Summary of "The Mark Cuban Podcast" Episode: Lawsuit Filed Against OpenAI by News Companies Following Recent Deals

Release Date: May 3, 2024
Host: The Mark Cuban Podcast
Episode Title: Lawsuit Filed Against OpenAI by News Companies Following Recent Deals

In this compelling episode of "The Mark Cuban Podcast," the host delves deep into the unfolding legal battle between major U.S. newspapers and OpenAI, the company behind ChatGPT, along with its partner Microsoft. This lawsuit marks a significant moment in the intersection of artificial intelligence, journalism, and copyright law. The episode meticulously breaks down the complexities of the case, its implications for the future of AI, and the broader impacts on the news industry.

1. Introduction to the Lawsuit

The episode opens with the host announcing the pivotal news: five major U.S. newspapers have initiated a lawsuit against OpenAI for copyright infringement, also targeting Microsoft in the process.

"Today we have some big news in AI and that is the fact that five major US newspapers are currently suing OpenAI for copyright infringement and they're also suing Microsoft." [00:00]

2. Background and Context

The host provides a historical perspective, noting that similar lawsuits have emerged previously but emphasizes the unique circumstances of the current case, particularly following OpenAI's recent deals with various news organizations.

"We've seen similar lawsuits in the past, but all of this is coming on the backs of OpenAI making a bunch of new deals with news corporations." [00:45]

Notably, OpenAI has established agreements with prominent entities like Axel Springer and the Financial Times, and previously with The New York Times. These agreements involve OpenAI compensating these news outlets for the use of their content in training AI models.

3. Details of the Lawsuit

The crux of the lawsuit lies in allegations that OpenAI and Microsoft have "purloined millions of the publishers' copyrighted articles without permission and without payment" to generate revenue through tools like ChatGPT.

"The newspapers... are accusing OpenAI Microsoft of purloin millions of the publishers' copyrighted articles without permission and without payment." [19:30]

Additionally, the lawsuit contends that both companies have removed copyright management information, such as journalists' names and titles, from the content when cited, and have diluted trademark claims by using newspaper trademarks within AI responses.

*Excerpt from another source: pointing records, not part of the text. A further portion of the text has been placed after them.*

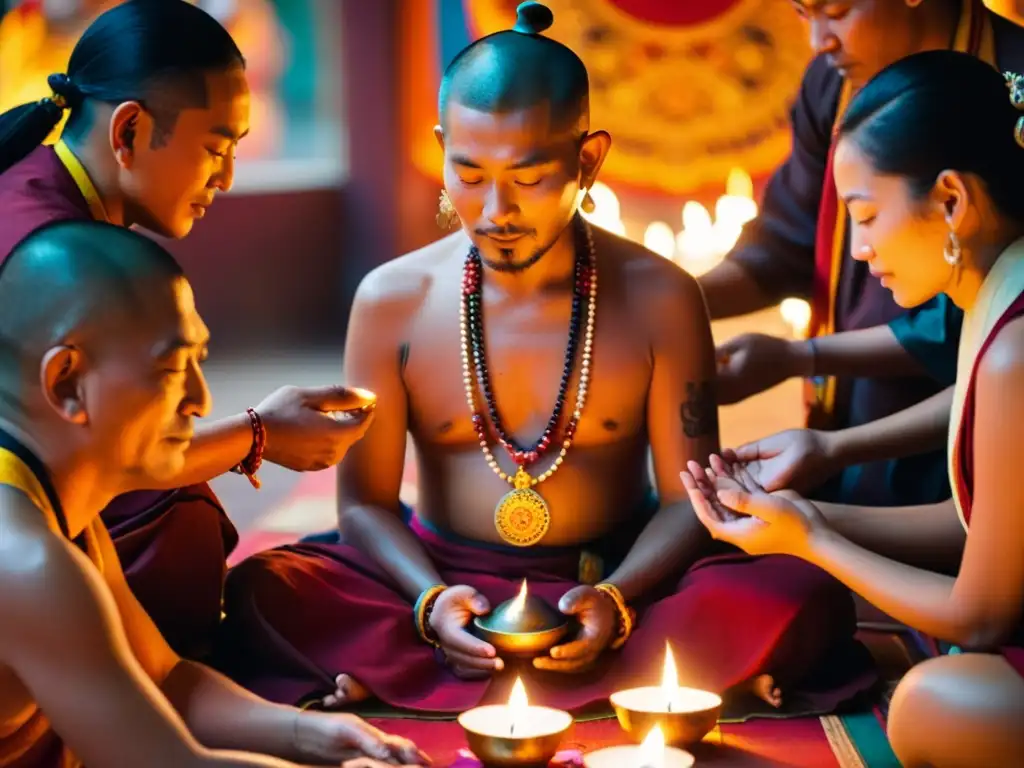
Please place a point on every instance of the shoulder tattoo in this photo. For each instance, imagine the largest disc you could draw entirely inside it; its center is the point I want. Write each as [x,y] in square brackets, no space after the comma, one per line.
[699,411]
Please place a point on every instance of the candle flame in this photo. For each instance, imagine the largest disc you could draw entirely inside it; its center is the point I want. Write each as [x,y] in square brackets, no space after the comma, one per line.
[695,217]
[797,313]
[652,750]
[519,604]
[670,680]
[739,183]
[518,705]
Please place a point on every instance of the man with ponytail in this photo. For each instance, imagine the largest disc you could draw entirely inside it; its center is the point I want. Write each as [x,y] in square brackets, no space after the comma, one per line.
[156,100]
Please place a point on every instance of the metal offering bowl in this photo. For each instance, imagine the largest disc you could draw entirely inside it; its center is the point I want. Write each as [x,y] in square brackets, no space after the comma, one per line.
[534,751]
[639,710]
[527,631]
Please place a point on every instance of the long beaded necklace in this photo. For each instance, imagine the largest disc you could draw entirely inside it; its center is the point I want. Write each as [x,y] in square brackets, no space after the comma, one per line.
[521,516]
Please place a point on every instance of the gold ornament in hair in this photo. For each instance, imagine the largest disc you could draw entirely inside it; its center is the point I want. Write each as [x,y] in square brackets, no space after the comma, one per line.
[1016,85]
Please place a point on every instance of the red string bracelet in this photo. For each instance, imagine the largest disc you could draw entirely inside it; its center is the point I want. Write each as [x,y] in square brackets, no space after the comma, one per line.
[251,464]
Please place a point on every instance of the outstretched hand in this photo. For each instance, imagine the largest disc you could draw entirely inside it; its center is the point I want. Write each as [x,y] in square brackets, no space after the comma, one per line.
[312,428]
[735,509]
[598,620]
[347,739]
[797,459]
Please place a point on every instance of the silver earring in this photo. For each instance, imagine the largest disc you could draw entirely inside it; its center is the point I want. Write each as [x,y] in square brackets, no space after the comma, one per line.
[952,253]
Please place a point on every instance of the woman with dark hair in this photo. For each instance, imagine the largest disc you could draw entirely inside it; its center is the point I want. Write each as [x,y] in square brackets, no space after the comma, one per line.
[876,376]
[156,98]
[930,162]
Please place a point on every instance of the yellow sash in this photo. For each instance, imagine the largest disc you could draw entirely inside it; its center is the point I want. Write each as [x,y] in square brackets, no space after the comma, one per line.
[82,180]
[974,35]
[1001,288]
[16,474]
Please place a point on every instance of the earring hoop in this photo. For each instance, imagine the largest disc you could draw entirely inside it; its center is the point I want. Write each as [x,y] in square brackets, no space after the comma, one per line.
[587,205]
[952,253]
[446,217]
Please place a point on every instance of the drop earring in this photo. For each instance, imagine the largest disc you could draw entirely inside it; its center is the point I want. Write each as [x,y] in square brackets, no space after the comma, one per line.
[446,217]
[952,253]
[588,205]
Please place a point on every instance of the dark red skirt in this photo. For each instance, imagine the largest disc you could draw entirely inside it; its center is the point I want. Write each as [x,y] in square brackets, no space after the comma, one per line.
[299,615]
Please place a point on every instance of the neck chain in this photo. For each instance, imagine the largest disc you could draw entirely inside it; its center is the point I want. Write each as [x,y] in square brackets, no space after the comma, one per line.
[521,516]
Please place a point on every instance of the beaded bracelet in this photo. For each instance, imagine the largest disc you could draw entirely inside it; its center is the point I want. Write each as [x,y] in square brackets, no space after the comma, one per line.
[627,616]
[422,610]
[251,464]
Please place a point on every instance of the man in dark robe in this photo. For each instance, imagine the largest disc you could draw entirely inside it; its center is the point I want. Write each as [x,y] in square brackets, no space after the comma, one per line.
[387,610]
[156,99]
[799,247]
[91,315]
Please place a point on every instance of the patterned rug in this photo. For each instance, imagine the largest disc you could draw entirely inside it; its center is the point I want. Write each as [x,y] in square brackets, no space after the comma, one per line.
[854,739]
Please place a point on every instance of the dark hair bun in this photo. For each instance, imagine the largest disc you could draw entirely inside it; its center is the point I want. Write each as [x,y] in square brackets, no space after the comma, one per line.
[60,84]
[532,18]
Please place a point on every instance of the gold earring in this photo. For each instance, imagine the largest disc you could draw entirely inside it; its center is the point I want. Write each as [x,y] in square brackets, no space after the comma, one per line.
[588,205]
[446,217]
[952,253]
[1016,85]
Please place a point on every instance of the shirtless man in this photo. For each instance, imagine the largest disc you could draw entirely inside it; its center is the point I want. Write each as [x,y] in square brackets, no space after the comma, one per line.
[366,615]
[100,381]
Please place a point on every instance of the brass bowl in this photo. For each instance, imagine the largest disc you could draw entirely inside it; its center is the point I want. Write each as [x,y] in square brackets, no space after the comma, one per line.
[511,752]
[526,630]
[524,644]
[698,713]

4. The Role of Alden Global Capital

A significant revelation is that the suing newspapers are owned by Alden Global Capital, a single investment firm, rather than acting independently. This centralization suggests a coordinated effort to maximize legal and financial leverage against OpenAI.

"They're eight big newspapers owned by one company. I think this is what's important. The same investment company, which is the Alden Global Capital." [07:15]

Alden Global Capital's strategic move includes hiring the same law firm that represented The New York Times, Rothwell, Fig, Earnest, and Manic, to ensure consistency and potentially strengthen their legal stance.

5. Fair Use and Copyright Implications

The host explores the contentious issue of fair use in the context of AI training. While copying entire articles would clearly infringe on copyrights, quoting small sections for commentary or analysis typically falls under fair use. However, the distinction becomes blurred when AI models generate text that might closely mimic original articles.

"It's like fair use for us to grab quotes from things that are happening and, and talk about them." [05:50]

The discussion highlights the challenge of defining the boundaries between legitimate use and copyright infringement in AI-generated content.

6. Reputational Damage Claims

Another facet of the lawsuit involves allegations that inaccuracies or "hallucinations" by AI models can harm the reputations of the news outlets whose content is being used. The concern is that erroneous information generated by AI could misrepresent the original sources.

"The newspaper has also accused both of these companies of reputational damage because the AI's hallucinations." [15:20]

The host debates the validity of these claims, suggesting that errors in AI responses are relatively rare and can be mitigated through better safeguards and content moderation.

7. Implications for OpenAI and Microsoft

The lawsuit poses significant challenges for OpenAI and Microsoft, potentially setting precedents that could alter how AI companies utilize existing content. The financial stakes are high, with the suing parties seeking substantial compensation for the alleged infringements.

"This definitely has a lot of implications for these AI companies, what they're able to do." [22:10]

Moreover, the consolidation of multiple lawsuits by Alden Global Capital could amplify the pressure on OpenAI and Microsoft to renegotiate terms or overhaul their content usage policies.

8. OpenAI's Response

OpenAI has responded to the lawsuits by categorically denying intentional copyright violations. The company acknowledges that instances where ChatGPT may reproduce verbatim text from sources like The New York Times are rare bugs they are actively working to eliminate.

"They're saying that it's literally just spitting out the same thing. And they're saying that this is a rare bug that we're working to drive to zero." [34:05]

This stance underscores OpenAI's commitment to refining their models to prevent direct copying of copyrighted material.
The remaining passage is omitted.